New official data from the government aren’t expected before the middle of the month.
“The people who signed up recently are different,” Doug Holtz-Eakin, a former CBO director and the president of the American Action Forum, a Washington advocacy group opposed to the health law, said yesterday in a phone interview.
“It could be they’re different just because they’re disorganized and procrastinators,” he said. “It could be they’re different because they’re young and healthy and don’t need the insurance. Or they could be different because they’re financially marginal, and they’re not able to sustain the payments. We have no idea.”
Groups working on enrollment provided anecdotal evidence that latecomers were younger than earlier sign-ups, and more were minorities. Adam Stalker, digital director at Enroll America, a group allied with the White House that organized local outreach efforts for the law, said the organization directed much of its paid advertising at African-American and Latino women.
“We saw a huge uptick in interest in the last couple of days,” he said. “For the small part of this we did help influence, it did seem it was younger folks and communities of color.”
Matt Saniie, director of data and analytics with the group, said the “vast majority” of the people it contacted had no insurance before enrolling. Another key unanswered question about the law is whether it has yet put a dent in the nation’s estimated population of 48 million uninsured.
In Alabama, Daniel Liss, the co-founder of Bama Covered, which coordinated student volunteers to promote enrollment, said that while initial applicants in his state leaned female, more men and young people came in late.
“You definitely had a younger demographic in the last week or two,” he said in a phone interview. “I was in Mobile last week and all of the employees of this one bar came in together, because the cook had gotten a plan for twenty bucks.”
There was a similar dynamic in Mississippi, said Roy Mitchell, executive director of the Mississippi Health Advocacy Program in Jackson. A combination of word-of-mouth and a television advertisement featuring an injured and previously uninsurable roofer, he said, began to draw men.

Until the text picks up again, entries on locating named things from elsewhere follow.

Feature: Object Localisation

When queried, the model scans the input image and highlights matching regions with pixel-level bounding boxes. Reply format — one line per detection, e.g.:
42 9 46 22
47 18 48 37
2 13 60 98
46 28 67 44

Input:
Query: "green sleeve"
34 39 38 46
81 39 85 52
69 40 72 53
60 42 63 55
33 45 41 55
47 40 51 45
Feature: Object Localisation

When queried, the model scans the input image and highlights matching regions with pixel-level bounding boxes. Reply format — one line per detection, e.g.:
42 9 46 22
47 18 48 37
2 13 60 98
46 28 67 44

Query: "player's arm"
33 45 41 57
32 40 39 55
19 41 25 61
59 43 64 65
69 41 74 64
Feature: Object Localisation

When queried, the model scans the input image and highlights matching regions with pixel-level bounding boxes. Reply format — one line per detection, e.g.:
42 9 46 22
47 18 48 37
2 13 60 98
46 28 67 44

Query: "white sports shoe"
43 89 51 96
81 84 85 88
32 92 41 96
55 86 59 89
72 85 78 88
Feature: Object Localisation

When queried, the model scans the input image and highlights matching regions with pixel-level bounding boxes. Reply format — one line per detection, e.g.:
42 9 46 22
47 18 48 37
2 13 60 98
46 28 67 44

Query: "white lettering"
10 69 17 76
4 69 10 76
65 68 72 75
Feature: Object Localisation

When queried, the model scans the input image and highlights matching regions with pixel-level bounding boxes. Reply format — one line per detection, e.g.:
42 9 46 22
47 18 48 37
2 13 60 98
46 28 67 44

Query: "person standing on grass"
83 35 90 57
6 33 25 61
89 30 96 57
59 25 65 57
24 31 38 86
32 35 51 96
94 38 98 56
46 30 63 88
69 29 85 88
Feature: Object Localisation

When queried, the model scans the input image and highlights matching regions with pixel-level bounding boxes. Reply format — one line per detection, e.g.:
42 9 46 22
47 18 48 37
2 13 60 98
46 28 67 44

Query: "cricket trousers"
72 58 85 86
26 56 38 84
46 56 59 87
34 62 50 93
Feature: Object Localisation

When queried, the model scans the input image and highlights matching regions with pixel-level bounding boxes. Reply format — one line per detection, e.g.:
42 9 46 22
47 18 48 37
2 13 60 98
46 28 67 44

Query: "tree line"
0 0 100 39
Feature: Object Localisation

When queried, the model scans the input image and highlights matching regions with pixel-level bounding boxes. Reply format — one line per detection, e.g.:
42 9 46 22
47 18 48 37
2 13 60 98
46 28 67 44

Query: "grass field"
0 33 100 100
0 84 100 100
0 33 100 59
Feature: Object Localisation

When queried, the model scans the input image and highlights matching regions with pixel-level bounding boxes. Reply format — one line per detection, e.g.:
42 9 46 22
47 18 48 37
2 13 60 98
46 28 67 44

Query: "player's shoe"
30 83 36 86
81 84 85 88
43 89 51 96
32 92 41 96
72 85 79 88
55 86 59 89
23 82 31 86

“We were seeing a lot of males come in during those final weeks, who were walking out and grinning and as happy as could be, because of the subsidies and how low the premiums were,” he said in a phone interview. “Some had never had insurance before.”
In Forth Worth, Texas, volunteers at the United Way of Tarrant County saw more Hispanics coming in as the deadline neared, said Tim McKinney, the organization’s president. The number of people seeking help enrolling got so heavy in the final weeks the group had to stop allowing walk-ins and required everyone to make an appointment, he said.
Unlike other organizations, though, McKinney said the United Way hasn’t seen a shift toward younger enrollees. Most of those signing up in the final days have been over 45, he said.
Holtz-Eakin, of the American Action Forum, said the Obama administration’s attempts to target younger customers, with promotions such as the president’s appearance on the Zach Galifianakis show “Between Two Ferns,” may have succeeded. Even so, much is uncertain, he said.
“What we know is: 7 million,” he said.